Page:Bibaud - Histoire du Canada sous la domination française, Vol 1, 1837.djvu/365

La bibliothèque libre.
Cette page a été validée par deux contributeurs.

Le marquis de Montcalm s’était fait estimer et chérir de ses soldats et des Canadiens, surtout de ceux qui avaient combattu sous ses ordres : le chevalier de Levis, d’une sévérité peu ordinaire, d’un zèle quelquefois outré, dut emporter au moins l’estime des derniers ; car il la méritait, par son activité, son courage et son habileté. Il n’en fut pas ainsi du marquis de Vaudreuil ; il partit chargé de plus de haine et de mépris qu’il n’en aurait dû porter, peut-être, si l’on eût voulu être rigoureusement juste à son égard ; car malgré son favoritisme, et ses liaisons avec des hommes dépourvus de tout principe d’honneur et de probité, on ne peut refuser à ce dernier des gouverneurs français du Canada un certain degré de prudence, et cet empire sur soi-même qui permet à l’homme de choisir le meilleur parti, dans les cas à peu près désespérés. Les Canadiens durent le remercier de n’avoir pas voulu accéder à la proposition que lui fit le chevalier de Levis de rompre toute négociation avec le général Amherst ; proposition peut-être pardonnable à un patriote zélé et à un militaire épris de la gloire des armes, tel qu’était le général français, mais on ne peut plus téméraire, dans les conjonctures où se trouvait le Canada.
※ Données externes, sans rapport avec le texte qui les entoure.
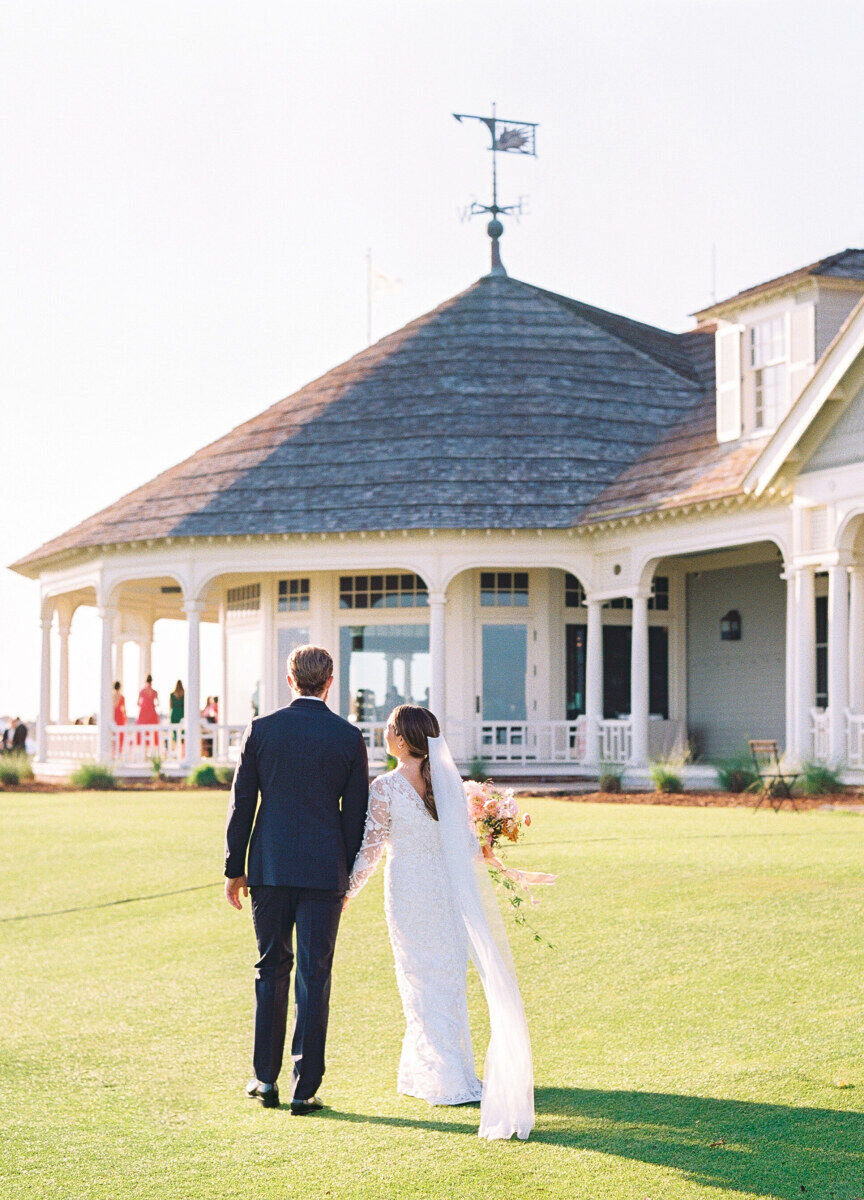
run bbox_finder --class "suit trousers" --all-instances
[250,884,343,1100]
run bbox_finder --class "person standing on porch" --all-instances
[138,676,158,754]
[168,679,186,756]
[114,679,126,754]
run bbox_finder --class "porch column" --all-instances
[184,600,203,767]
[782,569,798,757]
[794,566,816,762]
[36,607,54,762]
[850,564,864,713]
[430,592,446,731]
[58,612,72,725]
[828,563,850,766]
[584,596,604,767]
[138,625,152,690]
[97,606,118,763]
[630,592,649,767]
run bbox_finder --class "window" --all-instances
[340,575,428,608]
[480,571,528,608]
[226,583,260,617]
[278,580,308,612]
[749,317,786,430]
[648,575,668,612]
[340,624,430,721]
[564,572,586,608]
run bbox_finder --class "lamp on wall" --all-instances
[720,608,740,642]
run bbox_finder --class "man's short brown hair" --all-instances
[288,646,332,696]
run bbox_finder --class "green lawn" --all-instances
[0,792,864,1200]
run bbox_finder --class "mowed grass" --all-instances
[0,792,864,1200]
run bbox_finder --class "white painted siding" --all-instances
[816,288,860,362]
[686,563,786,757]
[802,389,864,475]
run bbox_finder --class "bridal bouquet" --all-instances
[464,780,557,946]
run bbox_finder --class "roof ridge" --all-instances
[510,277,700,384]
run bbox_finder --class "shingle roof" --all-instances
[695,248,864,317]
[14,276,713,569]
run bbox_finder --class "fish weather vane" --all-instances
[454,104,538,275]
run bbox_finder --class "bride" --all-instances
[346,704,534,1140]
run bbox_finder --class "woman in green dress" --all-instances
[168,679,186,754]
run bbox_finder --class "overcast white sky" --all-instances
[0,0,864,716]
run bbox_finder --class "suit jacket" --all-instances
[224,696,368,892]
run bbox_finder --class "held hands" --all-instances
[226,875,248,908]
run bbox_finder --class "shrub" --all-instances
[468,755,488,784]
[796,762,842,796]
[70,762,116,792]
[598,762,624,792]
[649,762,683,792]
[186,762,220,787]
[0,752,32,787]
[715,750,758,792]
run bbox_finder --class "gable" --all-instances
[800,388,864,475]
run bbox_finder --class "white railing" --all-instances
[600,716,632,763]
[46,725,98,762]
[474,716,586,764]
[846,710,864,770]
[810,708,830,762]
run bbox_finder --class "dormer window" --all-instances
[748,317,786,430]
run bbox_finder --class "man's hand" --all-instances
[226,875,248,908]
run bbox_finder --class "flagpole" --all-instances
[366,246,372,346]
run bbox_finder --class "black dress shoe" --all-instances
[246,1079,278,1109]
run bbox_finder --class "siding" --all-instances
[686,563,786,757]
[802,389,864,475]
[816,288,860,362]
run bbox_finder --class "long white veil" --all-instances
[428,737,534,1141]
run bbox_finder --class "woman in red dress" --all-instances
[114,679,126,754]
[138,676,160,754]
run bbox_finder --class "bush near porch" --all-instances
[0,792,864,1200]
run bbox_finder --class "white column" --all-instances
[794,566,816,762]
[97,607,116,763]
[58,612,72,725]
[584,596,604,767]
[184,600,202,767]
[36,608,54,762]
[258,578,277,716]
[630,592,649,767]
[784,569,798,758]
[430,592,446,730]
[138,625,152,690]
[828,563,850,766]
[850,564,864,713]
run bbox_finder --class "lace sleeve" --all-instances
[346,779,390,896]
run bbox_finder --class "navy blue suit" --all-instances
[224,696,368,1100]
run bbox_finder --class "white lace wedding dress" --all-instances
[348,770,482,1104]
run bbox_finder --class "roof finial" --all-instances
[454,104,536,275]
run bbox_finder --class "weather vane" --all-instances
[454,104,536,275]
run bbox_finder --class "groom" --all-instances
[224,646,368,1116]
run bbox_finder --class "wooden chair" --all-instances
[748,738,798,812]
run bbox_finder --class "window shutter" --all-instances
[714,325,742,442]
[788,304,816,406]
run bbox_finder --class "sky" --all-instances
[0,0,864,719]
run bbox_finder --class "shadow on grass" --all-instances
[322,1087,864,1200]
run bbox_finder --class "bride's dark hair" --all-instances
[390,704,440,821]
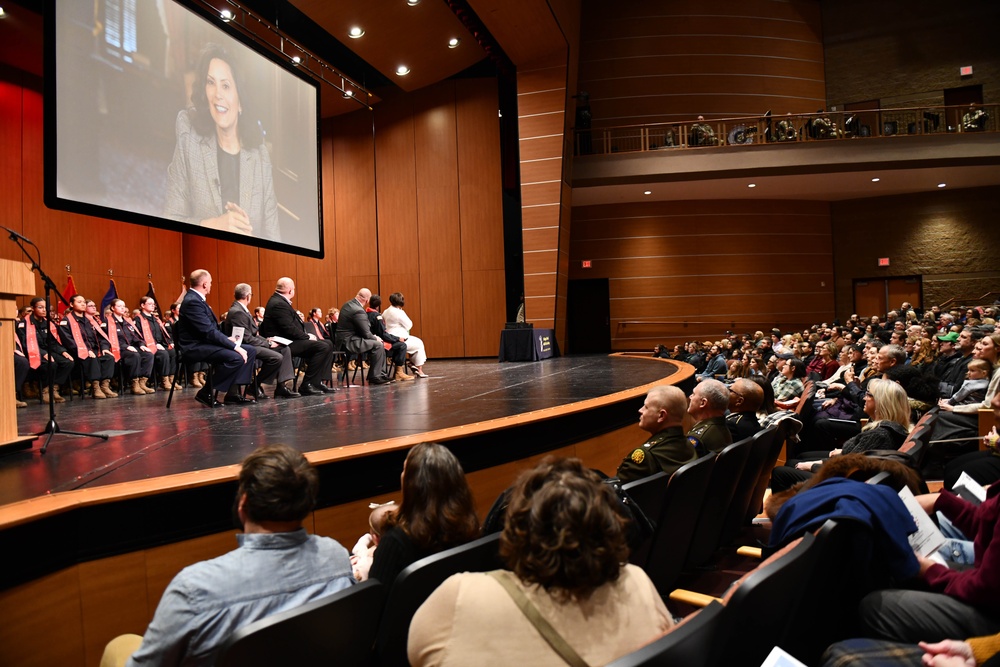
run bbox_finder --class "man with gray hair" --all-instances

Qui pourrait dire, en effet, quel aurait été le sort des habitans de ce pays et de leur postérité, si Montréal eût été pris d’assaut, ou obligé de se rendre à discrétion ? Ils lui durent encore quelque reconnaissance d’avoir, dans son projet de capitulation, songé à leur assurer tout ce qui pouvait contribuer à leur avantage et à leur bien-être futur. S’il demanda pour nos pères plus que le vainqueur ne pouvait convenablement accorder, ce n’est pas à nous de nous en plaindre, ou de l’en blâmer.